ZEL a. (ar. zel). Arap abecesinin dokuzuncu, osmanlı abecesinin on birinci harfi. Ebcet hesabında 700 sayısının karşılığıdır.
ZEL ya da ZELLE a. (ar. zell, zelle). Esk.
1. Ayağı kayma, sürçme.
2. Yanlış bir iş yapma, yanılma.
3. Ufak "suç.
4. Zellet-ül-kadem, ayak sürçme.
—isi. Zellet ül-kari, Kuran’ı kuraldışı okuyan. (Bk. ansikl. böl.)
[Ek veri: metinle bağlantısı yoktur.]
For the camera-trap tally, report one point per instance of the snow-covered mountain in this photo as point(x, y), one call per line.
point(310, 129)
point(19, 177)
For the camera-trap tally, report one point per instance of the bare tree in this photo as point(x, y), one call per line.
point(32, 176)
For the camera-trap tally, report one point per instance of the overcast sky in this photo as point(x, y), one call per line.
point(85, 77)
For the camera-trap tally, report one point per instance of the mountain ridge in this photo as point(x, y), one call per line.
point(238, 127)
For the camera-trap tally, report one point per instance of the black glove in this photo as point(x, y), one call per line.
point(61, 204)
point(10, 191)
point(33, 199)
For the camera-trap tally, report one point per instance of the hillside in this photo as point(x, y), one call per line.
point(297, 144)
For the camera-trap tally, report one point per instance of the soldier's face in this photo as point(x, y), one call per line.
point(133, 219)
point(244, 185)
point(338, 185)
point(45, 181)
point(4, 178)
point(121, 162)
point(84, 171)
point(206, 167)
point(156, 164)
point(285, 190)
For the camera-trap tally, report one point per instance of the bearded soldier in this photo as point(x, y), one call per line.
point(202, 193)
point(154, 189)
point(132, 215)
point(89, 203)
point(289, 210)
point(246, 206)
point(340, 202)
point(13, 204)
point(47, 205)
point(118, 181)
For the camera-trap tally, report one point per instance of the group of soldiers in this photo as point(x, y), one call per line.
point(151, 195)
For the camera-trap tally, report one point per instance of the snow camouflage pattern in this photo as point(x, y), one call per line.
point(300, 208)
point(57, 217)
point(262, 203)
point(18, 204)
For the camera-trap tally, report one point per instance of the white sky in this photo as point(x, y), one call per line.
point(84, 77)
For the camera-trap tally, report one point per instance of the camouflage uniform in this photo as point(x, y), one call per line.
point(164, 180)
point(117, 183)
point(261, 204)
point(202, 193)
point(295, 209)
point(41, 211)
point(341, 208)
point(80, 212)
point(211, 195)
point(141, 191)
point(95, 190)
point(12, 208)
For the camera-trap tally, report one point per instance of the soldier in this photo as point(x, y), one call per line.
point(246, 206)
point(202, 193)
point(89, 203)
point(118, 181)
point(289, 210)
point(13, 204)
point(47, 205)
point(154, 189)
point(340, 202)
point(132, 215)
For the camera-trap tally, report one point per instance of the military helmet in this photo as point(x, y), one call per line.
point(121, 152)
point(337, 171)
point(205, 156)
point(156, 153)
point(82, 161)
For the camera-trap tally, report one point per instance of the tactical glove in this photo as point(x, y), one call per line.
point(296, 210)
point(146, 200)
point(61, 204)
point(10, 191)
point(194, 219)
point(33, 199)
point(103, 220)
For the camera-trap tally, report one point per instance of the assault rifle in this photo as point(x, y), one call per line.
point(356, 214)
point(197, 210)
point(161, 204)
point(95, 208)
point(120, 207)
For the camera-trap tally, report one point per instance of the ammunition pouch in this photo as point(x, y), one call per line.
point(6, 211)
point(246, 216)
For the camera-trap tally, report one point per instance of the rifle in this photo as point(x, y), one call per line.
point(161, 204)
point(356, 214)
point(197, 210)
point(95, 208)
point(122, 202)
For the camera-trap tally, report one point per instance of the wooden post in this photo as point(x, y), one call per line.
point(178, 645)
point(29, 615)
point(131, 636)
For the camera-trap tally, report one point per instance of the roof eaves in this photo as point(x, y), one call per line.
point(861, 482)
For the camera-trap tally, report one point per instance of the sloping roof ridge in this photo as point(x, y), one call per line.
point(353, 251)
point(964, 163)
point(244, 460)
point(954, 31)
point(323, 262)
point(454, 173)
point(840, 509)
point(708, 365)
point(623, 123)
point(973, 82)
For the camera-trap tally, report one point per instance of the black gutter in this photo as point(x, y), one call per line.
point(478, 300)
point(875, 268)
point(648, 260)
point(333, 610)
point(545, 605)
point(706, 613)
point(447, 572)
—ANSİKL. Zellet ül-kari, dört büyük fıkıh mezhebi (hanefi, şafii, hanbeli, maliki) Ku- ran’ın halife Osman’ın yazımına uygun olarak okunmasını şart koşmuşken, buna aykırı bir biçimde okuyandır. Kuran Hicaz arapçasının 7 lehçesiyle (Kureyş, Temim, Zebbe, Kinane, Kays, Hüzeyl, Beni Esed) okunur. Nafi, ibni Kesir, Ebu Amir, ibni Amir, Asım, Hamza ve Kisai Kuran'ı 7 ayrı biçimde (7 lehçeyle) okuyan ünlü imamlardır. Ayrıca, Kuran'ı başka lehçelerde okuyan 3 ünlü imam daha vardır: Ebu Cafer, Halef, Hallad. Hanefi mezhebine göre bu 10 okunuş biçimi de caizdir. Ancak, bunların dışındaki okunuşlarda namaz sahih (geçerli) olmaz. Şafiilerdeyse, ancak 7 biçimde okunan Kuran’la namaz sahih olur, ötekilerle geçersizdir. Bu 10 okunuş biçiminin dışındaki okumalara “şaz kıraatlar" (kuraldışı okumalar) denir.